- Country: New Zealand
- Location: Far North District
- Coordinates: 35°4′54″S 173°13′10″E﻿ / ﻿35.08167°S 173.21944°E
- Status: Operating
- Owner: Lodestone Energy

Solar farm
- Type: Flat-panel PV
- Solar tracker: Single-axis
- Site area: 20.5 ha

Power generation
- Nameplate capacity: 23.7 MW AC (33.3 MW DC)
- Annual net output: 56 GWh

= Kohirā Solar Farm =

Photovoltaic power station in New Zealand

The Kohirā solar farm is a photovoltaic power station near Kaitaia in the Far North District of New Zealand. The farm is owned by Lodestone Energy. The farm generates 56 GWh of electricity a year, with a nameplate capacity of 33.3 MWp DC and 23.7 MW AC.

The farm uses elevated racks, allowing the area underneath the panels to be used for sheep pasture.

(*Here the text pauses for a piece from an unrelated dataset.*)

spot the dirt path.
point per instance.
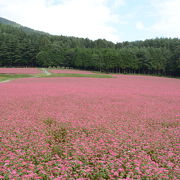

Construction of the farm began in December 2022. It generated its first electricity in November 2023. It began transmitting electricity to the grid in February 2024. As the first solar farm in New Zealand to exceed 10 MW, Kohirā was also the first solar farm required to participate in the wholesale electricity market.

The farm was gifted the name "Kohirā" ("suncatcher") by local iwi Te Rarawa.